12.2.2 Converting Strings To Numbers

The strtonum function (see String Functions) is a gawk extension. The following function provides an implementation for other versions of awk:

     
     # strtonum --- convert string to number
     
     
     function mystrtonum(str,        ret, chars, n, i, k, c)
     {
         if (str ~ /^0[0-7]*$/) {
             # octal
             n = length(str)
             ret = 0
             for (i = 1; i <= n; i++) {
                 c = substr(str, i, 1)
                 if ((k = index("01234567", c)) > 0)
                     k-- # adjust for 1-basing in awk
     
                 ret = ret * 8 + k
             }
         } else if (str ~ /^0[xX][0-9a-fA-f]+/) {
             # hexadecimal
             str = substr(str, 3)    # lop off leading 0x
             n = length(str)
             ret = 0
             for (i = 1; i <= n; i++) {
                 c = substr(str, i, 1)
                 c = tolower(c)
                 if ((k = index("0123456789", c)) > 0)
                     k-- # adjust for 1-basing in awk
                 else if ((k = index("abcdef", c)) > 0)
                     k += 9
     
                 ret = ret * 16 + k
             }
         } else if (str ~ /^[-+]?([0-9]+([.][0-9]*([Ee][0-9]+)?)?|([.][0-9]+([Ee][-+]?[0-9]+)?))$/) {
             # decimal number, possibly floating point
             ret = str + 0
         } else
             ret = "NOT-A-NUMBER"
     
         return ret
     }
     
     # BEGIN {     # gawk test harness
     #     a[1] = "25"
     #     a[2] = ".31"
     #     a[3] = "0123"
     #     a[4] = "0xdeadBEEF"
     #     a[5] = "123.45"
     #     a[6] = "1.e3"
     #     a[7] = "1.32"
     #     a[7] = "1.32E2"
     #
     #     for (i = 1; i in a; i++)
     #         print a[i], strtonum(a[i]), mystrtonum(a[i])
     # }
     

The function first looks for C-style octal numbers (base 8). If the input string matches a regular expression describing octal numbers, then mystrtonum loops through each character in the string. It sets k to the index in "01234567" of the current octal digit. Since the return value is one-based, the `k--' adjusts k so it can be used in computing the return value.
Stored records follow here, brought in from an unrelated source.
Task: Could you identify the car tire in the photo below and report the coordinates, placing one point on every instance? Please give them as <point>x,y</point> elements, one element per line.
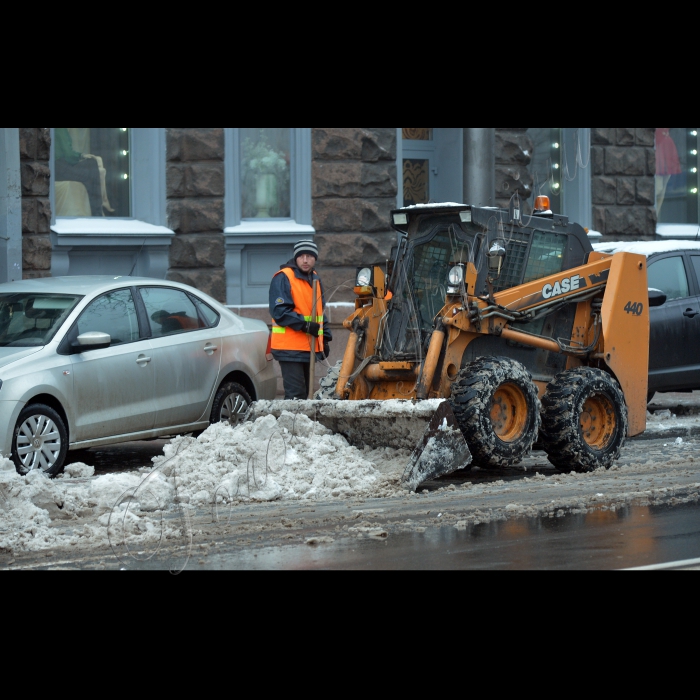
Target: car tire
<point>40,441</point>
<point>495,402</point>
<point>584,426</point>
<point>230,404</point>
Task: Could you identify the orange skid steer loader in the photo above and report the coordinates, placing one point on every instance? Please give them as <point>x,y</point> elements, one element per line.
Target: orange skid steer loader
<point>487,333</point>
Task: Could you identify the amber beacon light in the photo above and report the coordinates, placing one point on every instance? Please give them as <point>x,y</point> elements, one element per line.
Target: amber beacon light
<point>542,203</point>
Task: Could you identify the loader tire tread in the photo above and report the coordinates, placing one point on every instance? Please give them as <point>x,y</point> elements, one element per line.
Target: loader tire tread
<point>562,436</point>
<point>472,399</point>
<point>329,383</point>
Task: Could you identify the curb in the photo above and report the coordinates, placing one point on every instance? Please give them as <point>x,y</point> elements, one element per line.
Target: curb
<point>670,433</point>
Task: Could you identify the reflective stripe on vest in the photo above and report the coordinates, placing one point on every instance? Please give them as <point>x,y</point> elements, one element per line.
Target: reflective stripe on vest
<point>302,294</point>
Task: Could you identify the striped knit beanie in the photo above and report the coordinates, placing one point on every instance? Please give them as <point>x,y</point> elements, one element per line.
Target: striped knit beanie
<point>308,247</point>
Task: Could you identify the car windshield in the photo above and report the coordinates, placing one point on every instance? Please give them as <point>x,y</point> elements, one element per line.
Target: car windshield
<point>32,320</point>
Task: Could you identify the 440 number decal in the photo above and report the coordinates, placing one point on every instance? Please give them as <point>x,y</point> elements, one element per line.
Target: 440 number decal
<point>634,309</point>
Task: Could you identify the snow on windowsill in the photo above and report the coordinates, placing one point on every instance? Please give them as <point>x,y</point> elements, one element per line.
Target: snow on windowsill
<point>102,226</point>
<point>685,231</point>
<point>270,227</point>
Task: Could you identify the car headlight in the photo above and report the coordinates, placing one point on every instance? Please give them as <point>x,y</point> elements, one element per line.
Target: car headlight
<point>364,277</point>
<point>456,276</point>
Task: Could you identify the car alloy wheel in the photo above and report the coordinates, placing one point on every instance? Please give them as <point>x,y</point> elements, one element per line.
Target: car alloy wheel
<point>40,441</point>
<point>233,409</point>
<point>230,404</point>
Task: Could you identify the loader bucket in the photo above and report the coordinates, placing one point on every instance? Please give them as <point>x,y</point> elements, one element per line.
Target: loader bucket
<point>443,450</point>
<point>429,428</point>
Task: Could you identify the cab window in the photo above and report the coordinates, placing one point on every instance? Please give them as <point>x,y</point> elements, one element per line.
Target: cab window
<point>670,277</point>
<point>113,313</point>
<point>170,311</point>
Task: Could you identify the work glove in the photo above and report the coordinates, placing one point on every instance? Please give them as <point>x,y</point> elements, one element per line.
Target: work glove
<point>312,328</point>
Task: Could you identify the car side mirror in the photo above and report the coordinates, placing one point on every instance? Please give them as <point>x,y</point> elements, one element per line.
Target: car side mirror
<point>656,298</point>
<point>94,340</point>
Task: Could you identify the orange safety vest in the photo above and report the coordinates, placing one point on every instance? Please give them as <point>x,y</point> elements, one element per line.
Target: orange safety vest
<point>302,294</point>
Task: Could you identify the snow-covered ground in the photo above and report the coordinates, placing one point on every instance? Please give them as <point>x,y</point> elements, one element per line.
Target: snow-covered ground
<point>293,460</point>
<point>290,458</point>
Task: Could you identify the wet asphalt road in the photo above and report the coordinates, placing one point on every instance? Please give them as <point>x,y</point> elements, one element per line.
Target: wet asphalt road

Similar logic applies to the code that checks for and converts a hexadecimal value, which starts with `0x' or `0X'. The use of tolower simplifies the computation for finding the correct numeric value for each hexadecimal digit.

Finally, if the string matches the (rather complicated) regex for a regular decimal integer or floating-point numer, the computation `ret = str + 0' lets awk convert the value to a number.

A commented-out test program is included, so that the function can be tested with gawk and the results compared to the built-in strtonum function.